AS THE POLICE Commission nears its decision on whether to reappoint Chief William J. Bratton to a second five-year term, commissioners have before them a record of accomplishment, including falling crime, improving community relations, increasing diversity and strong leadership. They also have -- or at least they should have -- some concerns and questions.
The May 1 MacArthur Park incident may well have been an aberration, as Bratton has insisted, and it might have had little effect on his reappointment had it not occurred in the middle of that process. But the timing provides commissioners with an opportunity to assess the chief's record in its entirety -- with the cautionary notes raised by command failings in the park as well as due regard for his many achievements over the last five years.
The commission has until July 27 to act. Though it may vote sooner than that, reappointing Bratton without knowing why the command-and-control system failed last month would signal a lack of interest, at best, in the opinion of the City Council, which has scheduled a follow-up hearing. At worst, it would risk minimizing the public's well-founded concern over the incident. Selecting, overseeing and supervising the chief are the most important functions the commission performs. This is thus a test not just of Bratton but of the commission itself.
The reappointment process is relatively new in L.A. It began with a 1992 ballot measure correcting flaws in the old system, which guaranteed the chief's independence from political meddling but left the LAPD with insufficient oversight.

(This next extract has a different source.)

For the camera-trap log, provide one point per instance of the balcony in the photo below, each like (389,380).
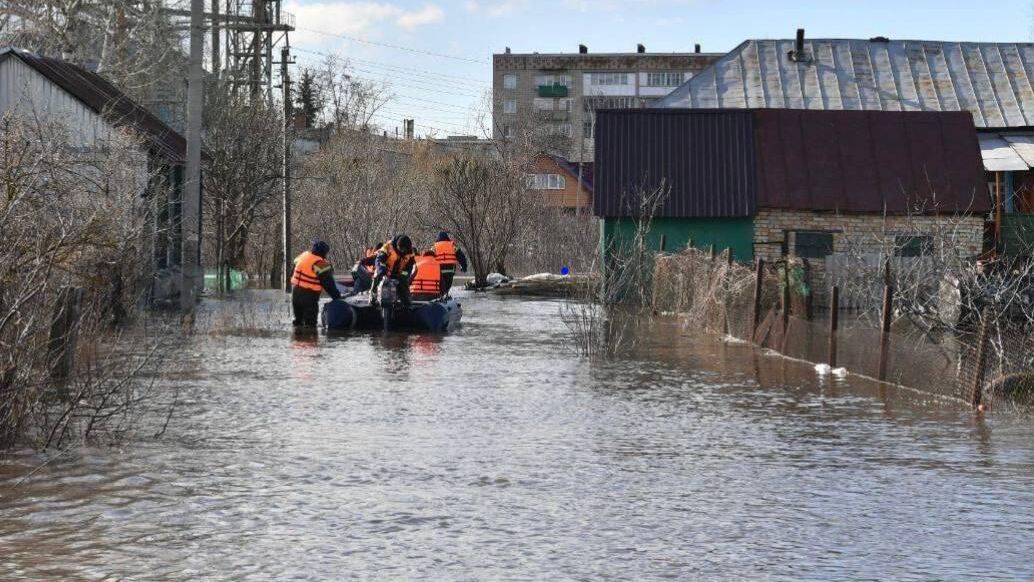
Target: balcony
(554,90)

A chief remained in place as long as he wanted to, a fact underscored by then-Chief Daryl F. Gates' resistance to calls that he step down around the time of the Rodney King beating and its aftermath.
So is the new system more political? Unquestionably -- and that is not inherently a bad thing. It reflects a belief that the city's top elected official, the mayor, should have significant, if indirect, discretion over who leads the Los Angeles Police Department. Chiefs are appointed to a five-year term and, with the commission's consent, can serve one, and only one, additional term. They report to the commission, but that five-member panel reports to the mayor. Neither of Bratton's two predecessors, Willie L. Williams and Bernard C. Parks, won a second term, and it mattered little whether the commissioners were justified in their decision. The mayor wanted the chiefs out, the commissioners wanted them out, so they were out.